And some students say the new electronic rejections—some of which are little more than "Admissions decision: Deny"—feel much harsher than the traditional letters enclosed in ominously thin envelopes...
Some student posters on collegeconfidential.com have complained that after all their hard work on essays, electronic rejections can feel especially brutal. A Rice University rejectee said he felt awful when he logged on to read "Admissions decision: Deny" and then got what he called a "hard, cold" formal rejection in the mail. A Stanford rejectee said that school's preference for electronic rejections aggravated feelings of worthlessness. "They say they won't be sending you an actual letter because that would only make it worse. Ha ha like I didn't cry enough," wrote one poster.
This story also mentions some of the sillier things colleges do for those they've accepted (confetti, t-shirts, congratulatory videos, etc.), but you just have to wonder at how self-involved someone would have to be if they're upset about receiving a "hard, cold formal rejection" in the mail.

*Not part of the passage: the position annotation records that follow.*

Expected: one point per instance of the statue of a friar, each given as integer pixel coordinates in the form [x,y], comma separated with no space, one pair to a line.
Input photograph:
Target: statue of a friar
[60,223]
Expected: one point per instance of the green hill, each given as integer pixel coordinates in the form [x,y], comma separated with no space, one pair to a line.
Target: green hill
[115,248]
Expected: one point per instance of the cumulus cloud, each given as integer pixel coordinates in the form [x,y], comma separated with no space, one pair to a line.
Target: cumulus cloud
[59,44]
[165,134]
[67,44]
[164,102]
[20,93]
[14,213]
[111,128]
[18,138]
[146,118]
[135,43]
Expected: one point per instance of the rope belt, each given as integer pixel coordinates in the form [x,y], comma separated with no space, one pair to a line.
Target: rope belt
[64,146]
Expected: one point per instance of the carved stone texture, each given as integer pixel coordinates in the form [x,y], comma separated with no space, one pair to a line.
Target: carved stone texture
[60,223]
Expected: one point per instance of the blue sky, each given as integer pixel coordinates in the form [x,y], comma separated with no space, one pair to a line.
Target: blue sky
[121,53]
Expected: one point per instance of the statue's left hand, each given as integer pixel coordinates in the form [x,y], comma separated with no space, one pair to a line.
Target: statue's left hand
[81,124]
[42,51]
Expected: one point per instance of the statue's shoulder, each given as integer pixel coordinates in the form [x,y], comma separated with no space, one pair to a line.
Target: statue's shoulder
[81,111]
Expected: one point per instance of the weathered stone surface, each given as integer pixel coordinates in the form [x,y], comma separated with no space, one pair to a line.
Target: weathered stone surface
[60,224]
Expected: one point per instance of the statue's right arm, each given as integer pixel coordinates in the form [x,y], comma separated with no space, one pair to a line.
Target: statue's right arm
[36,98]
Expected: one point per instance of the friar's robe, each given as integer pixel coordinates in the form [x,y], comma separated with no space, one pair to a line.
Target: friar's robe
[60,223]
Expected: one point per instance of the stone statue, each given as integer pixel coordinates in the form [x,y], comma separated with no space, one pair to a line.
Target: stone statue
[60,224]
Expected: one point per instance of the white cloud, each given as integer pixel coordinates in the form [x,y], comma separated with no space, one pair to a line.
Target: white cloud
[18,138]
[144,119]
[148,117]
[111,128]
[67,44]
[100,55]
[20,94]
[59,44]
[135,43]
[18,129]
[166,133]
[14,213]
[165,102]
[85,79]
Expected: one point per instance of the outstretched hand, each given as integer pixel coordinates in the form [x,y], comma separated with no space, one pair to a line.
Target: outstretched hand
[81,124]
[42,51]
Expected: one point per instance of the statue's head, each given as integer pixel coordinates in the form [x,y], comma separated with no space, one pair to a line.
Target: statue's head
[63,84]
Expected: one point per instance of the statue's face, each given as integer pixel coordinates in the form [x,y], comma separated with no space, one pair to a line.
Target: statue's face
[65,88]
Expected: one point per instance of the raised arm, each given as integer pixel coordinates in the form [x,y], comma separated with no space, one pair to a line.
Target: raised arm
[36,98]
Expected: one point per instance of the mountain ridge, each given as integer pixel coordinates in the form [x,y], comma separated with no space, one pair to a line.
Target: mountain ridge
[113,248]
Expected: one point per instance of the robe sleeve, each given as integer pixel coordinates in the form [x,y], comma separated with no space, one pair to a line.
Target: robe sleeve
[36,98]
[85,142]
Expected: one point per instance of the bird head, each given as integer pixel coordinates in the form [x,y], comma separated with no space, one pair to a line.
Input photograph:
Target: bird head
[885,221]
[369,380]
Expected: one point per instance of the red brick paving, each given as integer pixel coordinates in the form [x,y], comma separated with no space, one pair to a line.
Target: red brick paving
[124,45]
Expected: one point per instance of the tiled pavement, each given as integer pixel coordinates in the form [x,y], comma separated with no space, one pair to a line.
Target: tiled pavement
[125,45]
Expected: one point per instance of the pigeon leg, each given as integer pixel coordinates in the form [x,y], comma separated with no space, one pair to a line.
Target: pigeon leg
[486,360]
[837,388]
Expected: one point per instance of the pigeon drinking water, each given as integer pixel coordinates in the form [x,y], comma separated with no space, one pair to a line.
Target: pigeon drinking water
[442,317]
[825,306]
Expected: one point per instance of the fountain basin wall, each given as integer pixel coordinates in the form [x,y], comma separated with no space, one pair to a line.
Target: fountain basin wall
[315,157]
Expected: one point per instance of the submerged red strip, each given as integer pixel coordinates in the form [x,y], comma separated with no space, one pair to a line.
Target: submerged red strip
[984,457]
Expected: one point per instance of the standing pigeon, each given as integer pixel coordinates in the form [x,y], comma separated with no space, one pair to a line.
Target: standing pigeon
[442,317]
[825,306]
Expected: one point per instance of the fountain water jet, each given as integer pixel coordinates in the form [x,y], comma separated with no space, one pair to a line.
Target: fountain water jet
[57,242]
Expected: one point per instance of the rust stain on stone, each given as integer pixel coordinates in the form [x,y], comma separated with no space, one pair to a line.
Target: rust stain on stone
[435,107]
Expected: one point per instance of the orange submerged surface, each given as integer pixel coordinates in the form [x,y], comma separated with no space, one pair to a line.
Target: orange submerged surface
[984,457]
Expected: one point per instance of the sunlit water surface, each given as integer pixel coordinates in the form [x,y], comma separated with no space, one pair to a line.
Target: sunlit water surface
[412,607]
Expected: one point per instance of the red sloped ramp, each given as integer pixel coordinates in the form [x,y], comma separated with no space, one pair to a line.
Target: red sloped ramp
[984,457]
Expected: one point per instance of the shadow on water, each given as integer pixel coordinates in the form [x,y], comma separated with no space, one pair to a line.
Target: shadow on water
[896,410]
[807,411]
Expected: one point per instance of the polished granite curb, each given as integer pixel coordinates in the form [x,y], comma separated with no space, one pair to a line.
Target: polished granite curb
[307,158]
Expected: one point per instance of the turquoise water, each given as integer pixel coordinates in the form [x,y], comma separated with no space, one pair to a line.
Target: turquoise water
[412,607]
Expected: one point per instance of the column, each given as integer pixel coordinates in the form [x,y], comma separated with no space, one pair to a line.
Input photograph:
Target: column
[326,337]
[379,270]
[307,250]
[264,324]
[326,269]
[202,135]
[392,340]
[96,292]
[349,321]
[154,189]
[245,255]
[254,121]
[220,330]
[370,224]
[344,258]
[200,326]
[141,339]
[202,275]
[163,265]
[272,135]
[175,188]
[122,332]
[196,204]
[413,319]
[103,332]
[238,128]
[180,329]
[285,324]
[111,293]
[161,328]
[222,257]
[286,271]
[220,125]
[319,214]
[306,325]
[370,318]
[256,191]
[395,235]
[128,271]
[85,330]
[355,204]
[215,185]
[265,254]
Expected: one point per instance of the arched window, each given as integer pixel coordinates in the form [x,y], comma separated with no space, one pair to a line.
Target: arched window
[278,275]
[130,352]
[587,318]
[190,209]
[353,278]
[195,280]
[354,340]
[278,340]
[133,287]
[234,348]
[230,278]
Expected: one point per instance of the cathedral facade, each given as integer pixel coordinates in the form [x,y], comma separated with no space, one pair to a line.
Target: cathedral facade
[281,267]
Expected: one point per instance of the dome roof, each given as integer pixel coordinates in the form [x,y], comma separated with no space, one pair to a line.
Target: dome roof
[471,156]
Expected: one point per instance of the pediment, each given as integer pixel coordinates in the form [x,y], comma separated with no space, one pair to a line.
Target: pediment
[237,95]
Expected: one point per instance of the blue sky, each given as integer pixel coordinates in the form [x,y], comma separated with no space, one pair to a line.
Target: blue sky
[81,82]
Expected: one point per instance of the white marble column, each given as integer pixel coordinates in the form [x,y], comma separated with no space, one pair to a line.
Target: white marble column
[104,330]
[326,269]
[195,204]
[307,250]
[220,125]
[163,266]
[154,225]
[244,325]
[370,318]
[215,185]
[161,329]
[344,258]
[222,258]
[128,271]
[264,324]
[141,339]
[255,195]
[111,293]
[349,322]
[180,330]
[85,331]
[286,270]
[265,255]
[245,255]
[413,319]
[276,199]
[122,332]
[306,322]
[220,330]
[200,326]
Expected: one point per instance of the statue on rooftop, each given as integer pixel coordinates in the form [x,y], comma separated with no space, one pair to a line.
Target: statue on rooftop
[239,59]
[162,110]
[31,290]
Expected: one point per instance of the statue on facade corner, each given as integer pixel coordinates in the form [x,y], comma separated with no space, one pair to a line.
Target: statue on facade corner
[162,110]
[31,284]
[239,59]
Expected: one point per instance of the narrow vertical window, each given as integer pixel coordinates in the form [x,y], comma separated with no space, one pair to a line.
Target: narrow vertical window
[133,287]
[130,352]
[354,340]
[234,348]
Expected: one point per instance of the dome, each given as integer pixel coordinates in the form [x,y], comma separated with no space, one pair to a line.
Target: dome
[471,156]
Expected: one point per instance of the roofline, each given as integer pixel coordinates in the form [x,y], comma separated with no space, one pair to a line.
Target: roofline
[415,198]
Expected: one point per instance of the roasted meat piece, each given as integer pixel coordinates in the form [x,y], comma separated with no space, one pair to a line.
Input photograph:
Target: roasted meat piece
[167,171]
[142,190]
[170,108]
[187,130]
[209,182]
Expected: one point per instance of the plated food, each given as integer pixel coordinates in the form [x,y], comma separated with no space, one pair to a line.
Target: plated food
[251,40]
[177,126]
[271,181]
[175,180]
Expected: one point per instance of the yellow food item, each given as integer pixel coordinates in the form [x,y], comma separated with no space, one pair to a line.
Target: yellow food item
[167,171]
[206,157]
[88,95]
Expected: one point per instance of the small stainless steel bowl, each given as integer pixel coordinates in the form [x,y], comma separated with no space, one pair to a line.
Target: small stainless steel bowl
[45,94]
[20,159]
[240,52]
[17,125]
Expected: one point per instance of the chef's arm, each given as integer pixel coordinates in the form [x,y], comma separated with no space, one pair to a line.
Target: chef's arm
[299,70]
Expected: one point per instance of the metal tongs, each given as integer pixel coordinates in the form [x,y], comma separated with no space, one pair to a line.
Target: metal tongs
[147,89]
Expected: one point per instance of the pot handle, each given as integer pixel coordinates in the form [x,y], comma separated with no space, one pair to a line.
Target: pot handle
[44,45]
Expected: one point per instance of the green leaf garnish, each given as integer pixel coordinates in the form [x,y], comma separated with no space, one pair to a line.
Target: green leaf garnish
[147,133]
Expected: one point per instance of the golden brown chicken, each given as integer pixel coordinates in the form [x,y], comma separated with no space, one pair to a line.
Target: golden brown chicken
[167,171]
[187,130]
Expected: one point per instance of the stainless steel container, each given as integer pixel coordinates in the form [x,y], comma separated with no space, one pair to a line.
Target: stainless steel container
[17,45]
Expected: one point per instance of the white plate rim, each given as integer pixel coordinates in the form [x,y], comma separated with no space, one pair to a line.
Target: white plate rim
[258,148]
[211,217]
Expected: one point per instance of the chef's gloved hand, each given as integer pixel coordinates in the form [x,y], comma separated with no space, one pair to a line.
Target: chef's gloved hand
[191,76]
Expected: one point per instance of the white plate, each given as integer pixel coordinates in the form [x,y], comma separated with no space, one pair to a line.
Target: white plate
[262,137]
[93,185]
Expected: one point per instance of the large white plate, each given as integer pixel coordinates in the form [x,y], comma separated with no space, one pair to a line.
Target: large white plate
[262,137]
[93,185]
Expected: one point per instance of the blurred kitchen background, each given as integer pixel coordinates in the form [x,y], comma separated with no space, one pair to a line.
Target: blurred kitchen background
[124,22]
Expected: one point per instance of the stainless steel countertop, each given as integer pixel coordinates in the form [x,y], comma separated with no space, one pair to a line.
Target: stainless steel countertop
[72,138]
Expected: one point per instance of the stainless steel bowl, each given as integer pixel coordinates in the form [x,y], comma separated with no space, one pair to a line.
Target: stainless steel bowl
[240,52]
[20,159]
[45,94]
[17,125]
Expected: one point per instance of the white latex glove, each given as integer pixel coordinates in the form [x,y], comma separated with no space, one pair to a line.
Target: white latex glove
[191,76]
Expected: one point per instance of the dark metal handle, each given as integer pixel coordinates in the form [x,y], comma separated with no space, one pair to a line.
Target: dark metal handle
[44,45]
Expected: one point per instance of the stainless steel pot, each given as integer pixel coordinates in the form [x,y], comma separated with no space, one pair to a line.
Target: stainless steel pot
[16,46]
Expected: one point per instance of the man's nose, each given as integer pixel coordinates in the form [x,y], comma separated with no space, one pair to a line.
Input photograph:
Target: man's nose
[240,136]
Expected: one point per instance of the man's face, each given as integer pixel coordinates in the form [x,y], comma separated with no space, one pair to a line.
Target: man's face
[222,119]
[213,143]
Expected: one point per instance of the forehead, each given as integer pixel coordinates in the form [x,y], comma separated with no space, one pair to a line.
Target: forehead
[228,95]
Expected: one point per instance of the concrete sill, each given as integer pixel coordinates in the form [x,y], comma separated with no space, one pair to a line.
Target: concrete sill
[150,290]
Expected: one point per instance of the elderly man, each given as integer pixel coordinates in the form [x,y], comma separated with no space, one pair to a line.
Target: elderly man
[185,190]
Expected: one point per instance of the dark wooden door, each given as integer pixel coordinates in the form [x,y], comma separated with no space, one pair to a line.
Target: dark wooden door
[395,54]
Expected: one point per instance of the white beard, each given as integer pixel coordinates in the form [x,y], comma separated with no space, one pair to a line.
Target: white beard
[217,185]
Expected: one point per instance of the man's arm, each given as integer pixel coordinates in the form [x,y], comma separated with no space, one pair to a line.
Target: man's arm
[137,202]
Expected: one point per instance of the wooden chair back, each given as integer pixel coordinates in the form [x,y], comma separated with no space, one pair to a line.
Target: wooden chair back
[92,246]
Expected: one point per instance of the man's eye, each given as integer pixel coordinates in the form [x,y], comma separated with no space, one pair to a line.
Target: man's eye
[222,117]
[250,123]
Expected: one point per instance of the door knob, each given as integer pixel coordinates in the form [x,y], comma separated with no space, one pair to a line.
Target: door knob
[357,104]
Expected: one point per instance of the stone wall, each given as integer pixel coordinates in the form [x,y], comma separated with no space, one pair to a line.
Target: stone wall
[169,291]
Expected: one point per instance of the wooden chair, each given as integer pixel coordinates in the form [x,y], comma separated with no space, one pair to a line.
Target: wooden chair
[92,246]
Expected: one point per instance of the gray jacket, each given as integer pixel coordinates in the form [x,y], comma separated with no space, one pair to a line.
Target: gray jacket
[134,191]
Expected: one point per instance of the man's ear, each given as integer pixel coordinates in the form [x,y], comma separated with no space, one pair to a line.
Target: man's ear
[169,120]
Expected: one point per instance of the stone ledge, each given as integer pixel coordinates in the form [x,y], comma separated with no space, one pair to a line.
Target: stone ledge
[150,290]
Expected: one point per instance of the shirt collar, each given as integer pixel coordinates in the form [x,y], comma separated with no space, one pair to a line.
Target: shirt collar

News flash to you narcissistic teenagers--much as you may not want to hear this, it's not all about you or your feelings. The college is telling you that you didn't make their cut; I'm sure they didn't go out of their way to be harsh, and neither should they go out of their way to molly-coddle you. So many students apply to so many schools; considering all the schools that you might turn down, do you spend a lot of time nicely wording a letter stating why you're going somewhere else? No, of course not.
Don't be such whiners. Get some dignity; you're responsible for your self-esteem, not some university.
Welcome to the real world, wherein you're not the center of the universe.
(I must say, though, that I like the fact that some schools post their admissions decisions online in the evenings, so students don't find out during the middle of the high school day and react there.)
Update: Here's a related story:
An Oxford University student killed himself just hours after being told his PhD thesis needed to be improved, an inquest has heard.
A coroner was told how former Buddhist monk Juncnok Park hanged himself after what he saw was a colossal disappointment and an embarrassment.
This student, however, was 37 years old.